Monday, May 13, 2013

The Associated Press Phone Records Subpoenaed by Federal Government


The Justice Department executed the nitty-gritty here:

                     The records obtained by the Justice Department listed incoming and outgoing calls, and the duration of each call, for the work and personal phone numbers of individual reporters, general AP office numbers in New York, Washington and Hartford, Conn., and the main number for AP reporters in the House of Representatives press gallery, according to attorneys for the AP.

A release from the Associated Press notes that President and CEO Gary Pruitt has denounced the action in a May 13 letter:
                    “There can be no possible justification for such an overbroad collection of the telephone communications of The Associated Press and its reporters. These records potentially reveal communications with confidential sources across all of the newsgathering activities undertaken by the AP during a two-month period, provide a road map to AP’s newsgathering operations, and disclose information about AP’s activities and operations that the government has no conceivable right to know.”

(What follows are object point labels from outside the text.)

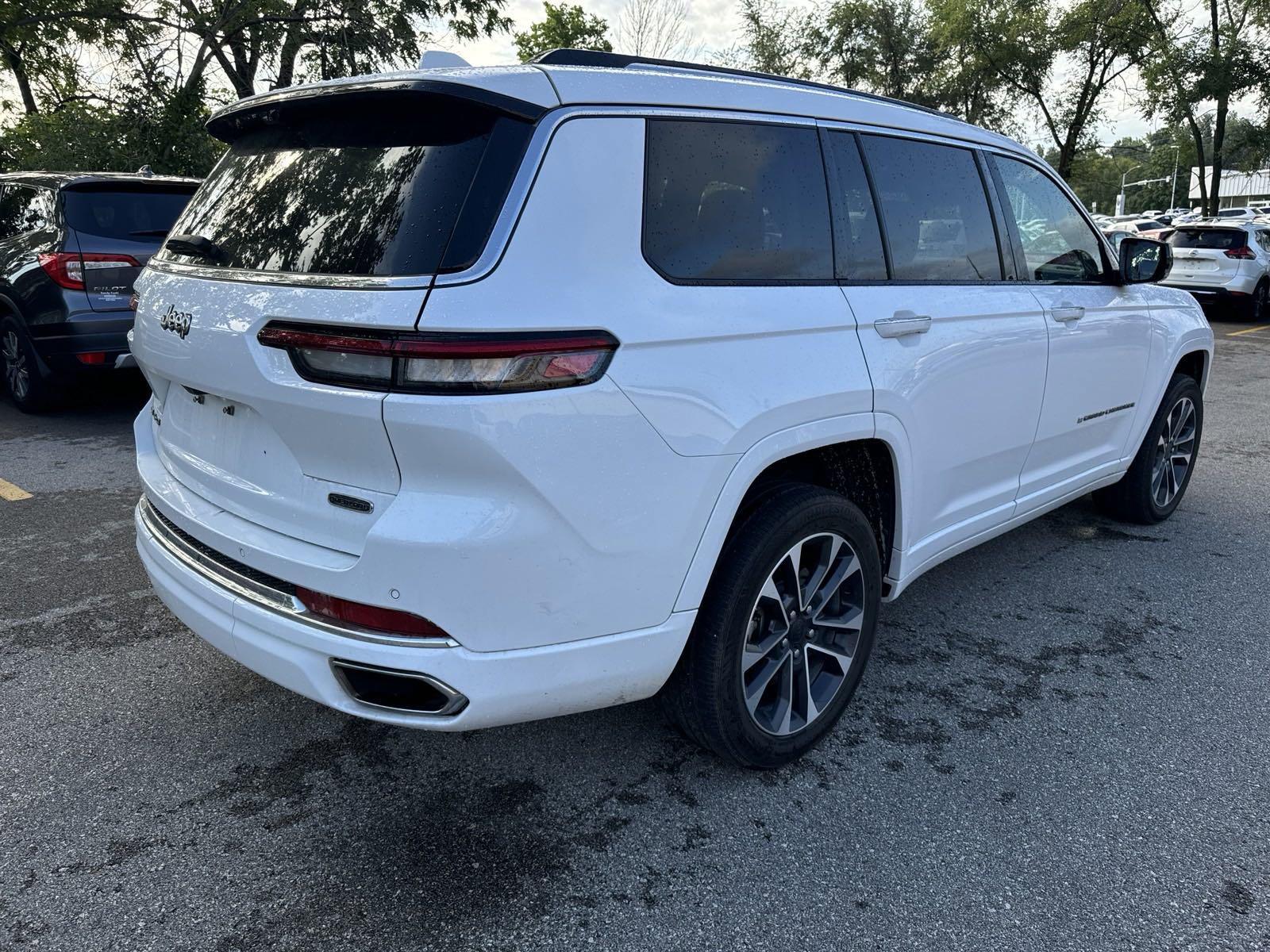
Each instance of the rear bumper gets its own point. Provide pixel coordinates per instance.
(1212, 294)
(57, 344)
(501, 687)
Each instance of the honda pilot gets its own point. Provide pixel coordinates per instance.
(484, 395)
(70, 248)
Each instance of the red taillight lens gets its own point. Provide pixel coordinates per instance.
(387, 620)
(444, 363)
(67, 268)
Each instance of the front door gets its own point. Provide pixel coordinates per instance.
(1100, 338)
(956, 353)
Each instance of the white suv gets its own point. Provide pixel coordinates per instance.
(484, 395)
(1225, 263)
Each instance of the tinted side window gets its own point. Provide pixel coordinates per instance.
(729, 201)
(25, 209)
(935, 209)
(856, 238)
(1058, 244)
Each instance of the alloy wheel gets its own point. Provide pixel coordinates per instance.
(803, 634)
(1174, 452)
(17, 374)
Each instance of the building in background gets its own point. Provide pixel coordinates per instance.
(1238, 188)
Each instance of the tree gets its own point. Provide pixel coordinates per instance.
(656, 29)
(884, 46)
(1213, 59)
(564, 29)
(1026, 42)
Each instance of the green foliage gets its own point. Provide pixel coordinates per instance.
(564, 27)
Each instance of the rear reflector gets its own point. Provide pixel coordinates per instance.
(444, 363)
(67, 268)
(385, 620)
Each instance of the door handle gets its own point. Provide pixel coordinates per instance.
(902, 324)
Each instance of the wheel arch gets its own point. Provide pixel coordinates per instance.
(1194, 363)
(845, 455)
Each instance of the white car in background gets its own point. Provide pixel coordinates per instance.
(1225, 263)
(1241, 213)
(484, 395)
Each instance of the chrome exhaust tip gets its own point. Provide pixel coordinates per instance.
(391, 689)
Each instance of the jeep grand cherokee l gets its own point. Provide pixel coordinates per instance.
(484, 395)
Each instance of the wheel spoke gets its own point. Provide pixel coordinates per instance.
(821, 573)
(848, 566)
(842, 658)
(803, 632)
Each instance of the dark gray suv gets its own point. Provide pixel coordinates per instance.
(70, 248)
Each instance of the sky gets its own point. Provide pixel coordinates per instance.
(717, 25)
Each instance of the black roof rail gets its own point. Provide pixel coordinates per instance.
(620, 61)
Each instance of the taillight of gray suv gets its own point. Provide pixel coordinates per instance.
(70, 249)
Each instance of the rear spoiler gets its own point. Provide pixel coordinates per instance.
(270, 108)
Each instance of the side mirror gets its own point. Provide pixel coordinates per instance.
(1143, 260)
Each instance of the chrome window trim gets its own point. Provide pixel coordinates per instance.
(260, 594)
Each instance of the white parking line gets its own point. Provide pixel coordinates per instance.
(10, 493)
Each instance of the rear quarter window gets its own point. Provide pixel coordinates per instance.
(130, 215)
(364, 188)
(736, 202)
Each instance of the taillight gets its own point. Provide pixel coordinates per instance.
(67, 268)
(444, 363)
(387, 620)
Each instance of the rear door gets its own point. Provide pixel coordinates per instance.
(956, 351)
(116, 226)
(1100, 336)
(333, 217)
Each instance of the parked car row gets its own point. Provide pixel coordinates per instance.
(1223, 260)
(70, 248)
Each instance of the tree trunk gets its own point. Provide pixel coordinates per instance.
(1223, 107)
(13, 60)
(1197, 133)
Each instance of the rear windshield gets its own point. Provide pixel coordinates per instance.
(374, 190)
(1219, 239)
(133, 215)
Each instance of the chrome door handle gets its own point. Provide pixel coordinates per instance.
(903, 324)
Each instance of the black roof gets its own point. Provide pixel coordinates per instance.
(620, 61)
(64, 179)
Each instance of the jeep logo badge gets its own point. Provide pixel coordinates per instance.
(177, 321)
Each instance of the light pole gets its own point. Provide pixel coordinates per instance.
(1172, 197)
(1119, 200)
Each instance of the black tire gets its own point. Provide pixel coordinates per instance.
(1259, 308)
(19, 368)
(705, 695)
(1137, 498)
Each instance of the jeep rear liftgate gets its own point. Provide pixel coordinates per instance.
(317, 201)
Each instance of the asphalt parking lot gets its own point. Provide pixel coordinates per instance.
(1064, 742)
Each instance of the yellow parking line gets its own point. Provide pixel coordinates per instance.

“We regard this action by the Department of Justice as a serious interference with AP’s constitutional rights to gather and report the news.”

The AP’s story on the matter doesn’t state what, precisely, the Justice Department was seeking in the operation. However, it does note that the department’s prosecutor in Washington” is conducting a criminal investigation into who may have leaked information contained in a May 7, 2012, AP story about a foiled terror plot. The story disclosed details of a CIA operation in Yemen that stopped an al Qaeda plot in the spring of 2012 to detonate a bomb on an airplane bound for the United States.” Six AP staffers who worked on that story were “among the journalists whose April-May 2012 phone records were seized by the government,” notes the AP story by Mark Sherman.

Furthermore, news organizations “normally” get advance notice of such probes by the government. That didn’t happen here. As the AP story states, the government “cited an exemption…that holds that prior notification can be waived if such notice, in the exemption’s wording, might ‘pose a substantial threat to the integrity of the investigation.’”

In an interview with the Erik Wemple Blog, David Schulz, an attorney with Levine Sullivan Koch & Schulz who is representing the AP, said of the government’s action: “It’s outrageous…This action is a dagger to the hear of AP’s newsgathering activity. Sources are not likely to talk to reporters who they know are being used as investigative tools by prosecutors,” says Schulz. “And that’s what’s happening here.”
Like the AP, Schulz knows a limited amount about the Justice Department’s actions in this case. He got the notice from the Justice Department last Friday. Another lawyer at his firm attempted to reach out to an assistant U.S. attorney to get more details on the matter, but the prosecutor wouldn’t go beyond the information in the Justice Department’s letter to the AP.
Federal regulations restrict the government’s ability to corral the phone records of news organizations. The curbs, says Schulz, stem from the Watergate era and include a number of valuable protections for reporting enterprises, such as: the feds are required to try “alternative sources before considering issuing a subpoena to a member of the news media”; also: “Negotiations with the media shall be pursued in all cases in which a subpoena to a member of the news media is contemplated.”; the sign-off of the attorney general is required.

However, the rules also allow this loophole:

                    Negotiations with the affected member of the news media shall be pursued in all cases in which a subpoena for the telephone toll records of any member of the news media is contemplated where the responsible Assistant Attorney General determines that such negotiations would not pose a substantial threat to the integrity of the investigation in connection with which the records are sought.